Cambio de nombre. La ley de ruptura de Cataluña se llamará oficialmente "Ley de Transitoriedad jurídica y fundacional de la República", según se ha señalado en la presentación oficial de la norma, que habrá de ser aprobada en el Parlamento catalán antes de la celebración del referéndum. Cede pues el PDeCAT ante las presiones de la CUP y ERC. La ley de ruptura de Cataluña, presentada este lunes en el Parlamento de Cataluña, tendría carácter de transición desde el referéndum hasta la celebración de las elecciones constituyentes.

Consta de 89 artículos, tres disposiciones finales, una suspensiva si gana el 'no', y serán las líneas generales que marcarán la actuación del Gobierno hasta las elecciones constituyentes. Lluís Corominas del PDeCAT, Benet Salellas, de la CUP oficiaron de maestros de ceremonias de la Ley de Transitoriedad definida como la base de la futura república catalana, se adoptará en el momento en el que se sepa el resultado del referéndum. Entraría en vigor en el momento en que se conozca si ha habido más 'síes' que 'noes' en el 1-0. 

La presentación de la ley es una exhortación a la participación de la sociedad en el referéndum, que tendrá un carácter vinculante, "no habrá debate ni duda" tras la consulta y la ley pone el fin al 'proceso', de modo que estaremos preparados y sabremos lo que ha de hacerse una vez celebrado el plebiscito.
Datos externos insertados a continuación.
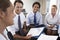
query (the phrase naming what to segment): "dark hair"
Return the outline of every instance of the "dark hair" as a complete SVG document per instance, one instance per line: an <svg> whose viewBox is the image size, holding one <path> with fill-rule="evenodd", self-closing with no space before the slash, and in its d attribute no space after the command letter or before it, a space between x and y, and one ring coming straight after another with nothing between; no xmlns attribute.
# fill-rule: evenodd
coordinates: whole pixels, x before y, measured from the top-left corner
<svg viewBox="0 0 60 40"><path fill-rule="evenodd" d="M23 2L21 1L21 0L15 0L15 2L14 2L14 6L16 5L16 3L21 3L22 5L23 5Z"/></svg>
<svg viewBox="0 0 60 40"><path fill-rule="evenodd" d="M35 4L38 4L39 5L39 8L40 8L41 5L40 5L39 2L34 2L33 5L32 5L32 7L34 7Z"/></svg>
<svg viewBox="0 0 60 40"><path fill-rule="evenodd" d="M57 9L57 6L56 5L52 5L52 7L55 7Z"/></svg>
<svg viewBox="0 0 60 40"><path fill-rule="evenodd" d="M0 9L2 11L6 11L6 9L10 6L10 1L9 0L0 0Z"/></svg>

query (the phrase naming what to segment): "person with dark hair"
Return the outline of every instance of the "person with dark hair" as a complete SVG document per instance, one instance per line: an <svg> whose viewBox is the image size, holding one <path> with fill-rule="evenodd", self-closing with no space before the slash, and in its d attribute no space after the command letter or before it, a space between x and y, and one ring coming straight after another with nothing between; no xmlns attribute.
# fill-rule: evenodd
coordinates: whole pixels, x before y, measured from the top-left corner
<svg viewBox="0 0 60 40"><path fill-rule="evenodd" d="M60 15L57 11L57 6L52 5L51 13L48 13L45 17L46 34L58 35L58 26L60 24Z"/></svg>
<svg viewBox="0 0 60 40"><path fill-rule="evenodd" d="M38 27L42 24L42 15L39 12L40 6L39 2L34 2L32 5L32 12L27 14L26 25L30 28Z"/></svg>
<svg viewBox="0 0 60 40"><path fill-rule="evenodd" d="M10 0L0 0L0 40L7 40L3 31L7 26L13 25L13 10Z"/></svg>
<svg viewBox="0 0 60 40"><path fill-rule="evenodd" d="M31 35L26 36L26 32L23 28L25 16L22 12L22 9L23 2L21 0L16 0L14 2L14 14L16 15L14 18L14 24L11 27L7 27L8 31L12 33L14 40L25 40L31 38Z"/></svg>

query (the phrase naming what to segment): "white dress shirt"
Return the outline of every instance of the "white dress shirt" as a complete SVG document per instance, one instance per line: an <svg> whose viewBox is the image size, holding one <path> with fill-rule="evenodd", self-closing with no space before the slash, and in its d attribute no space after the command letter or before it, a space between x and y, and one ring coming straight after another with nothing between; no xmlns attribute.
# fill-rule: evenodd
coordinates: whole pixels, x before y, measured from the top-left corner
<svg viewBox="0 0 60 40"><path fill-rule="evenodd" d="M56 15L54 16L54 18L52 17L51 13L47 14L45 17L45 25L48 28L49 24L52 25L59 25L60 23L60 16L58 13L56 13ZM53 27L52 30L57 30L57 26Z"/></svg>
<svg viewBox="0 0 60 40"><path fill-rule="evenodd" d="M22 12L19 15L20 15L20 20L21 20L21 28L23 28L23 24L25 22L25 16L24 16L24 14ZM14 24L11 25L11 26L8 26L7 29L8 29L8 31L10 31L12 33L12 35L15 35L15 32L19 31L19 27L18 27L18 15L17 14L16 14L16 16L14 18ZM6 29L4 30L4 34L7 37L7 31L6 31ZM8 37L7 37L7 39L9 40Z"/></svg>
<svg viewBox="0 0 60 40"><path fill-rule="evenodd" d="M36 13L36 19L37 19L38 25L42 24L42 15L40 12ZM34 13L33 12L28 13L26 17L26 25L29 26L30 24L34 24Z"/></svg>
<svg viewBox="0 0 60 40"><path fill-rule="evenodd" d="M2 34L0 34L0 40L6 40L6 38Z"/></svg>

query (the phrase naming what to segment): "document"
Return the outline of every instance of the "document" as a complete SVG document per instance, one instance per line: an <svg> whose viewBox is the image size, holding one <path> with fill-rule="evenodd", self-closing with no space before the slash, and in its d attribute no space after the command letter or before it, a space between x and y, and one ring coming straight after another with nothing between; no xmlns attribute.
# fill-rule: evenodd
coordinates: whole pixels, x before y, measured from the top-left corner
<svg viewBox="0 0 60 40"><path fill-rule="evenodd" d="M41 34L37 40L57 40L58 36Z"/></svg>
<svg viewBox="0 0 60 40"><path fill-rule="evenodd" d="M31 28L27 35L39 36L43 30L44 30L44 27Z"/></svg>

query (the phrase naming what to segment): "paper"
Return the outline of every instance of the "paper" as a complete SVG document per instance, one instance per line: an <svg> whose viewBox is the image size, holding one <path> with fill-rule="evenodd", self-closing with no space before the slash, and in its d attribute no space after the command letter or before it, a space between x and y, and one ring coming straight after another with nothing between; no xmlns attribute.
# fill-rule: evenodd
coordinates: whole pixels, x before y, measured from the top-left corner
<svg viewBox="0 0 60 40"><path fill-rule="evenodd" d="M44 27L31 28L27 35L39 36L40 33L43 31L43 29L44 29Z"/></svg>
<svg viewBox="0 0 60 40"><path fill-rule="evenodd" d="M57 38L58 36L41 34L41 36L37 40L57 40Z"/></svg>

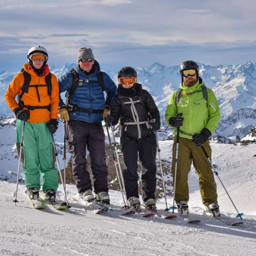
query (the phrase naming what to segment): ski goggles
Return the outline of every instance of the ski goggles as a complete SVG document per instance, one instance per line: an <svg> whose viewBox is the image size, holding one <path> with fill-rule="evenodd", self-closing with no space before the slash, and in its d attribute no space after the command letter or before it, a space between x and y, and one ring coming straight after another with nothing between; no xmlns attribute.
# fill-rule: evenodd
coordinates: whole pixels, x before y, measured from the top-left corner
<svg viewBox="0 0 256 256"><path fill-rule="evenodd" d="M137 78L136 77L119 77L118 81L122 84L134 83L137 82Z"/></svg>
<svg viewBox="0 0 256 256"><path fill-rule="evenodd" d="M41 61L45 61L48 60L48 56L45 54L37 53L30 55L29 59L30 60L39 60Z"/></svg>
<svg viewBox="0 0 256 256"><path fill-rule="evenodd" d="M92 59L91 58L88 58L88 59L82 58L82 59L80 59L79 60L79 61L81 62L85 62L86 61L87 61L87 62L91 62L91 61L93 61L93 60L93 60L93 59Z"/></svg>
<svg viewBox="0 0 256 256"><path fill-rule="evenodd" d="M196 69L187 69L181 71L182 76L184 77L188 77L188 75L195 75L196 74Z"/></svg>

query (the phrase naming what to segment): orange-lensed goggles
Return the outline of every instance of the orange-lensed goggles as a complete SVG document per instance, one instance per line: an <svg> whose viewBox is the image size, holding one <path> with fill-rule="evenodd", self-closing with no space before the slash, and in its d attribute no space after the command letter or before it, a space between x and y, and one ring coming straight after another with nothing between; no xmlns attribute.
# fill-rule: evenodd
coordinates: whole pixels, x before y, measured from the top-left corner
<svg viewBox="0 0 256 256"><path fill-rule="evenodd" d="M48 59L48 56L45 54L32 54L29 57L30 60L39 60L41 61L45 61Z"/></svg>
<svg viewBox="0 0 256 256"><path fill-rule="evenodd" d="M122 84L134 83L137 82L137 78L136 77L119 77L118 81Z"/></svg>
<svg viewBox="0 0 256 256"><path fill-rule="evenodd" d="M187 69L186 70L182 70L181 74L182 76L185 77L188 77L188 75L195 75L196 73L196 69Z"/></svg>

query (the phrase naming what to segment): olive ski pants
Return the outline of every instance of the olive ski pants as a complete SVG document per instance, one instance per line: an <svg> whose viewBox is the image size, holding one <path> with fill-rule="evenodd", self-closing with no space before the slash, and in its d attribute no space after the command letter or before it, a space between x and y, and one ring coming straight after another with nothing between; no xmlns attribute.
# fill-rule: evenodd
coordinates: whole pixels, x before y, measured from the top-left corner
<svg viewBox="0 0 256 256"><path fill-rule="evenodd" d="M177 136L174 137L173 147L172 172L174 180ZM211 151L209 141L203 146L211 158ZM198 176L199 188L203 204L209 205L218 203L216 183L212 171L200 146L196 145L192 140L180 137L178 166L176 179L175 200L179 202L189 199L188 177L192 161Z"/></svg>

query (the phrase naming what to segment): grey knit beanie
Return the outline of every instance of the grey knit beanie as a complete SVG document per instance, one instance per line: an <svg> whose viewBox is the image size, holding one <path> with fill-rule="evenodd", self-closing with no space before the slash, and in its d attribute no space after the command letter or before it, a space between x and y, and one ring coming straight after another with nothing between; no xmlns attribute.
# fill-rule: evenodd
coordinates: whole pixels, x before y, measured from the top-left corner
<svg viewBox="0 0 256 256"><path fill-rule="evenodd" d="M94 56L90 48L83 47L79 49L78 51L78 55L77 55L77 61L79 61L80 59L83 58L84 59L89 59L90 58L94 60Z"/></svg>

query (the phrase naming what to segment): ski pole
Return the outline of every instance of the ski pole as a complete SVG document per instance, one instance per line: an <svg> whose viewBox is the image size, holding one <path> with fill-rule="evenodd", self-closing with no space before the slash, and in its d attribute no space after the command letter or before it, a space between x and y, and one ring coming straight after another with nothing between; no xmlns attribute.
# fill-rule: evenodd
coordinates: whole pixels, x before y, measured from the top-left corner
<svg viewBox="0 0 256 256"><path fill-rule="evenodd" d="M109 145L110 145L110 150L111 150L111 152L112 153L112 157L113 158L113 161L114 162L114 167L115 167L115 171L116 171L116 175L117 176L117 179L118 180L118 182L119 183L119 186L120 187L120 190L121 190L121 193L122 194L122 196L123 197L123 200L124 201L124 207L125 208L127 208L127 207L128 207L128 204L127 203L126 203L125 200L125 198L124 198L124 192L123 191L123 188L122 187L122 185L121 185L121 182L120 181L120 177L119 176L118 170L117 169L117 166L116 166L116 165L117 165L116 160L116 159L115 159L115 155L114 155L114 151L113 150L113 147L112 147L112 143L111 142L111 139L110 138L110 135L109 135L109 131L108 130L108 127L107 127L107 126L106 125L105 118L105 123L106 123L106 130L107 130L107 136L108 137L108 140L109 141Z"/></svg>
<svg viewBox="0 0 256 256"><path fill-rule="evenodd" d="M66 121L64 121L64 153L63 153L63 158L62 158L63 160L63 164L64 164L64 189L66 193L66 160L67 159L67 158L66 157ZM65 202L66 203L66 198L65 199Z"/></svg>
<svg viewBox="0 0 256 256"><path fill-rule="evenodd" d="M59 169L59 173L60 173L60 180L61 181L61 183L62 184L62 186L63 186L63 188L64 188L64 184L63 184L63 180L62 179L62 175L61 174L61 171L60 171L60 162L59 162L59 158L58 157L58 152L57 151L57 149L56 148L56 145L55 143L54 142L54 138L53 138L53 135L51 133L51 136L52 137L52 140L53 140L53 147L54 149L54 152L56 156L56 158L57 159L57 163L58 164L58 169ZM68 206L68 207L69 208L71 208L71 205L68 205L68 198L67 198L67 194L66 194L66 189L64 189L64 196L65 196L65 199L66 200L66 202L65 203L62 203L61 204L62 205L67 205Z"/></svg>
<svg viewBox="0 0 256 256"><path fill-rule="evenodd" d="M177 116L181 116L182 113L180 113L177 115ZM175 157L175 172L174 172L174 184L173 186L173 206L170 207L170 209L173 210L173 213L174 211L174 210L178 209L176 206L174 206L174 200L175 200L175 192L176 189L176 176L177 174L177 166L178 166L178 153L179 152L179 141L180 139L180 127L178 126L177 128L177 142L176 143L176 157Z"/></svg>
<svg viewBox="0 0 256 256"><path fill-rule="evenodd" d="M15 202L15 206L16 206L16 203L19 202L17 200L17 194L18 194L18 186L19 185L19 178L20 176L20 169L21 166L21 154L22 150L23 149L23 140L24 139L24 131L25 130L25 125L26 124L26 121L23 121L22 125L22 137L21 140L21 148L20 149L20 154L19 156L19 164L18 165L18 172L17 173L17 184L16 184L16 193L15 193L15 199L13 202Z"/></svg>
<svg viewBox="0 0 256 256"><path fill-rule="evenodd" d="M166 186L165 185L165 182L164 181L164 174L163 173L163 168L162 167L162 163L161 159L161 156L160 155L160 152L161 151L161 150L160 149L160 147L159 146L159 142L158 140L158 133L157 131L155 131L155 134L156 135L156 139L157 140L157 146L158 148L158 157L159 158L159 162L160 163L160 169L161 170L161 175L162 176L162 182L163 182L163 188L164 188L164 193L165 194L165 199L166 200L166 209L165 209L165 211L170 211L170 209L168 208L168 205L167 204L167 199L166 199Z"/></svg>
<svg viewBox="0 0 256 256"><path fill-rule="evenodd" d="M112 136L113 137L114 147L115 148L115 153L116 155L116 158L117 159L117 163L118 164L118 167L119 168L119 172L120 173L120 176L121 177L121 181L122 182L122 184L123 185L123 189L124 191L124 194L125 196L125 198L126 199L127 205L128 205L128 202L127 201L127 196L126 195L126 191L125 191L125 188L124 186L124 178L123 177L123 173L122 172L122 169L121 169L121 166L120 166L120 161L119 161L119 157L118 157L118 153L117 152L117 147L116 146L116 143L115 142L114 129L113 128L113 126L112 125L112 123L110 124L110 125L111 128L111 131L112 132Z"/></svg>
<svg viewBox="0 0 256 256"><path fill-rule="evenodd" d="M222 185L222 186L224 188L224 189L225 190L225 191L226 191L226 193L227 194L227 196L229 197L229 199L230 199L230 201L231 201L231 203L233 204L233 205L234 207L235 208L236 211L237 212L238 214L236 215L236 218L240 217L241 219L242 219L242 216L243 215L243 213L240 213L237 210L237 209L235 207L235 205L234 203L233 202L232 199L231 199L231 197L230 197L230 196L229 196L229 194L228 194L228 192L227 192L227 190L226 189L226 188L225 188L225 186L224 186L224 184L222 183L222 181L221 181L221 180L220 180L220 178L218 176L218 172L217 172L215 170L214 166L213 166L213 165L212 164L212 163L211 162L211 159L209 157L209 156L208 156L207 152L205 151L205 150L204 149L204 148L203 147L203 145L201 145L200 147L201 147L202 149L203 150L203 153L204 153L204 155L205 155L205 156L206 157L206 158L207 158L207 160L208 160L208 162L209 162L209 164L210 164L210 165L211 166L211 168L212 169L212 171L213 171L213 173L214 173L215 175L218 177L218 179L219 179L219 181L220 181L220 183L221 183L221 185Z"/></svg>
Los ponentes no han querido entrar en detalles sobre el sistema de aprobación de esta ley ni cómo habrá de ser el trámite parlamentario. Tampoco hubo aclaraciones sobre cuándo se aprobará la ley del referéndum, que podría recibir el visto bueno en el pleno del 6 de septiembre. 

De acuerdo con los trascendidos conocidos hasta ahora, la norma incluye medidas como insistía para los condenados por la causa secesionista, asunción de todos los bienes del Estado, edificios, terrenos, instalaciones..), control de los jueces, creación de un Tribunal Supremo y un tribunal de Garantías, el catalán lengua única, control de la ciudadanía, y, finalmente, proclamación de la república de Cataluña son algunos de los jalones de la Ley de ruptura con la que los secesionistas pretenden culminar la 'desconexión' de España.

Hasta ahora mantenida en secreto, Puigdemont ha desvelado su contenido antes incluso de que se apruebe la ley del Referéndum. El calendario se acelera. La fecha del 1-0 se acerca. Los independentistas pretenden arrancar ahora una campaña de difusión y propaganda del texto de la desconexión, una especie de manual detallado sobre los principales aspectos que asumirá la administración catalana tras la independencia. 

Puigdemont ignora las palabras de Rajoy quien este domingo le exigió que abandone su proyecto de ruptura y le insistió en que el Estado no va a permitir la celebración del referéndum ilegal. Moncloa mantiene prudente silencio respecto a sus líneas de actuación para el momento en el que la Generalitat decida desoír las decisiones de los Tribunales y pretenda sacar las urnas a la calle el próximo 1-0.